Would Iran Suspend Enrichment?

First, obviously somebody somewhere in Iran has hacked into the account of prominent young liberal blogger Matthew Yglesias:

And, indeed, it's not clear that a policy of appeasement would be wise. True, we've seen rational leadership even from vicious dictators like Josef Stalin and Mao Zedong, but the contemporary United States is led by religious fanatics, which introduces a new element into the equation. What's more, the USA is the only country on earth to have ever actually deployed nuclear weapons.
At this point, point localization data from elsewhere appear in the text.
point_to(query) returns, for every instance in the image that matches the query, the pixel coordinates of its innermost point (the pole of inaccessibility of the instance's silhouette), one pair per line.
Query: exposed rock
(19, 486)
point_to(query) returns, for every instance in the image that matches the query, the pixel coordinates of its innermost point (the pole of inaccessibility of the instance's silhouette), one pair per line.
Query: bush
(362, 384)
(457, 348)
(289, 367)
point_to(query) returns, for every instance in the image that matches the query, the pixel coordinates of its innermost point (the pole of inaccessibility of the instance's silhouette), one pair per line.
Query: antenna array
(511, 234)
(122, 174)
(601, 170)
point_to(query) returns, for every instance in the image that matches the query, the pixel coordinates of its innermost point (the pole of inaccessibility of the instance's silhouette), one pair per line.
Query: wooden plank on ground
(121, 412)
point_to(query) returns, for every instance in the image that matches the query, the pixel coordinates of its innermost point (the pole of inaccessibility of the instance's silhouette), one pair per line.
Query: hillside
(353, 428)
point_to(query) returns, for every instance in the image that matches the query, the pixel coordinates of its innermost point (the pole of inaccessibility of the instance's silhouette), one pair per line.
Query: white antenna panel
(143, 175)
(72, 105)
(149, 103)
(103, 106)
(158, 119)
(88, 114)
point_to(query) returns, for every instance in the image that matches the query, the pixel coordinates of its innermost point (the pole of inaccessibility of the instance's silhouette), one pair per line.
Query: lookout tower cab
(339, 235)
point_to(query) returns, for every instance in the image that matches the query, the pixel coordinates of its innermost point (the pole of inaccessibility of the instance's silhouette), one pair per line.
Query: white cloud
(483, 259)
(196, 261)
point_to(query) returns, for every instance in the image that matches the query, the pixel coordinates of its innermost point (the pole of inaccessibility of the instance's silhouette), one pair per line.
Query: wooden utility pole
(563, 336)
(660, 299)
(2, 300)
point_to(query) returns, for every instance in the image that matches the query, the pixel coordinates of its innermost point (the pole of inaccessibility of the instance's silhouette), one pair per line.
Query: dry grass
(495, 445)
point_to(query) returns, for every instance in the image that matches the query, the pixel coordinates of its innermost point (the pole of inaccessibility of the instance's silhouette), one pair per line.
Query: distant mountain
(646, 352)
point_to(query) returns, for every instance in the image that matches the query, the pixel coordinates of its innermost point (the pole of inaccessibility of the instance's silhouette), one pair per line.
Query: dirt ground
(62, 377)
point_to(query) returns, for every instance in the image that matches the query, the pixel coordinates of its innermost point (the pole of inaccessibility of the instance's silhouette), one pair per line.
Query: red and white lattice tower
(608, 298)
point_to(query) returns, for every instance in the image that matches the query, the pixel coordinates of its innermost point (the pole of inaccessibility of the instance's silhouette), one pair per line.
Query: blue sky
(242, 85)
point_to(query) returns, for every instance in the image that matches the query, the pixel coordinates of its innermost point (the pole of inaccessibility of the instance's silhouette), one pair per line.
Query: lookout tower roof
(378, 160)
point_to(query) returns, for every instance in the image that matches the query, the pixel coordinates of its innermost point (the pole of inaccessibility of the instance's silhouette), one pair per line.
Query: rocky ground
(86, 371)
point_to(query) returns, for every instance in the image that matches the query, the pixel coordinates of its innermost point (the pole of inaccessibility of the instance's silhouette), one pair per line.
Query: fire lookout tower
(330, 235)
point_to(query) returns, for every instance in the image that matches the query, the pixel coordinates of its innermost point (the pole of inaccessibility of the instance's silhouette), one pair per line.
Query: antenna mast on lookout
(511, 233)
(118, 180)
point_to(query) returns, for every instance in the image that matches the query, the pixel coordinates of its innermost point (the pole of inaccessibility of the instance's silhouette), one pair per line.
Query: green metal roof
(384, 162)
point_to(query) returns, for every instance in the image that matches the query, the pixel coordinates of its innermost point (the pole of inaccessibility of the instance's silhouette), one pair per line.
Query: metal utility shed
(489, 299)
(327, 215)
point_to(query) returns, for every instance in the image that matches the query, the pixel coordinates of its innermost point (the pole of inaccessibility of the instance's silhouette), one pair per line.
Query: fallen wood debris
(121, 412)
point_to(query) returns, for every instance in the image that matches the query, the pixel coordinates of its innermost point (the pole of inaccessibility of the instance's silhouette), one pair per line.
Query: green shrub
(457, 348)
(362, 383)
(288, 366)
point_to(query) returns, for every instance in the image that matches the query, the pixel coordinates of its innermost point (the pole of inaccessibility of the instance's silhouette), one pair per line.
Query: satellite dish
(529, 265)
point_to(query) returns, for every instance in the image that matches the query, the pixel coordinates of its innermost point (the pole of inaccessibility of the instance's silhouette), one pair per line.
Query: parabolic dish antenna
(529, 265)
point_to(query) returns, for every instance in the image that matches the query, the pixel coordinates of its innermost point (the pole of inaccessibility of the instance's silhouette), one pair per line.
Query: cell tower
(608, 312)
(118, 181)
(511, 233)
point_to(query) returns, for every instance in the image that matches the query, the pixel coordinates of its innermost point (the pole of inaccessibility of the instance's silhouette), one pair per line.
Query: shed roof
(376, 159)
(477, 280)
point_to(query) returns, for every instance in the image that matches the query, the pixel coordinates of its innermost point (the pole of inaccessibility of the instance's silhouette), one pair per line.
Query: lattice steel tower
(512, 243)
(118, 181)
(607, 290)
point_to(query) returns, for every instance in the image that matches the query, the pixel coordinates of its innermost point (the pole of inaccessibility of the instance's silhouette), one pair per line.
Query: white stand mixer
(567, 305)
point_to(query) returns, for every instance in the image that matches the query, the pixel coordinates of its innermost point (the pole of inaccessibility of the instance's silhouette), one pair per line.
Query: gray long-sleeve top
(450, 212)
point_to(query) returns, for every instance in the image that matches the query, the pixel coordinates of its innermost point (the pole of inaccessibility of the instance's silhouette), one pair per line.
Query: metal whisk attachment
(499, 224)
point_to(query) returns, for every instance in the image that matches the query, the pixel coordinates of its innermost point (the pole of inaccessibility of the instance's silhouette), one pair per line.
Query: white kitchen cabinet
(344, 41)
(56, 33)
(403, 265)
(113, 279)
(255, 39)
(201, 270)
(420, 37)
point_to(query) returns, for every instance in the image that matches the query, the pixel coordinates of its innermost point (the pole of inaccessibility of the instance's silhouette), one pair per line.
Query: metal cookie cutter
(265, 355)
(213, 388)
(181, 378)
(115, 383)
Indeed, current political elites are so war-crazed and bloodthirsty that they not only engineered the 2003 attack on Iraq -- a country that tried to appease the Americans by eliminating its nuclear program and allowing IAEA inspectors to certify that it had done so -- but they continue to deny regretting it to this day. And that includes not only radicals like George W. Bush and Dick Cheney, but so-called "moderates" like Hillary Clinton as well.

I guess there comes a point where the truth is the truth. I wouldn't have written that post any better. But Yglesias also points to a McClatchy article entitled "Iran hints it could halt nuclear enrichment for a quid pro quo":

Iran's ambassador to the International Atomic Energy Agency said Friday that his country could suspend uranium enrichment if the United States and Western Europe agreed to acknowledge that its nuclear program was peaceful.

But Ambassador Ali Asghar Soltanieh said there was a "serious confidence gap" between his country and the United States and Western Europe and that he saw little point in trying to "build confidence" with an American administration that had none in his country.

"We don't trust the United States," he told McClatchy Newspapers after the IAEA Board of Governors finished its latest round of talks on Iran's nuclear program. "We could suspend nuclear enrichment. We did it before for two and half years. But it wasn't enough then, and wouldn't be enough now. We will not suspend enrichment again because there is no end to what the United States will demand."

I don't think Soltanieh was clear about what Iran would expect for a suspension and the McClatchy reporters may have heard something that was not quite what was said.

The quid pro quo Iran would expect is more than that the US acknowledges that Iran's program is peaceful. The US is willing to acknowledge a program that does not enrich uranium and does not have other technologies that can produce fuel for weapons is peaceful, as the US says consistently.

Iran would expect, not this year or maybe even next, but at a committed time or after objective milestones comparable to those of other countries have been reached, to be in the position of Brazil, Argentina, Romania, Taiwan, South Korea, Canada, Japan and the Netherlands - which is that Iran would have technologies that could in theory be used to produce weapons.

In this scenario Iran would not be using the technologies to make weapons even though in theory it could. Having technologies even if not using them would offer strategic advantages to Iran that the US wants to deny Iran as long as its primary dispute with Iran and the people of the Middle East continues - the dispute over the legitimacy of Zionism.

So while McClatchy's headline is that Iran offers a halt, the truth is that Iran said that it would be willing to enact a limited suspension with a set time or at least set objective conditions for resumption. The word "suspension" suffers because for a long time the US side of the dispute has been using "suspension" as a code word for an indefinite cessation of enrichment, to be resumed only if a US veto is lifted. The US version of "suspension" is closer to a "halt". A "suspension" in that sense is just as unacceptable to Iran as ever but the definition-creep that occurs on a lot of terms in this dispute may have distorted the perception of McClatchy's reporters and editors.

Not only is the Iranian position not new, but it would be common knowledge and commonly understood if there was public two-way communication between the foreign policy establishments of Iran and the US.